There are a number of ways to phase in a new system to help ensure its success for the organization.

By first developing a clear definition of capabilities (CONOPS), and moving from proof of concept to prototype and to pilot, risk is mitigated on new system implementations and more systems are successfully brought to fruition. This phased systems development approach helps User-centric EA meets it target architecture and transition plan for the organization.
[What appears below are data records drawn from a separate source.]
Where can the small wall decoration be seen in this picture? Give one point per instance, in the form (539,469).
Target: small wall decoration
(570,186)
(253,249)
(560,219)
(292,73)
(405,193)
  • Concept of Operations (CONOPS)—evolves from a concept and is a description of how a set of capabilities may be employed to achieve desired objectives or a particular end state for a specific scenario.”
  • Proof of Concepta partial solution to a problem intended to prove the viability of the concept. A proof of concept may involve a small number of users acting in a business (non-IT) role using the system to establish that it satisfies some aspect of the requirements for the complete solution. The proof of concept is usually considered a milestone on the way of a fully functioning prototype.
  • Prototype—an original instance of some thing serving as a typical example for other things of the same category. A prototype is built to test the function and feel of the new design before starting production of a product.
  • Pilot—an initial roll out of a system into production targeting a limited scope of the intended final solution. The scope may be limited by the number of users which can access the system or by the business categories affected or the business partners involved or other restrictions as appropriate to the domain. The intent of a pilot project is to validate that the system is working in production as designed and limiting the business exposure if it is not.”

Note: Definitions of proof of concept, prototype, and pilot project were adapted from Wikipedia. The Definition for CONOPS was adapted from Navy Warfare Development Command (public website).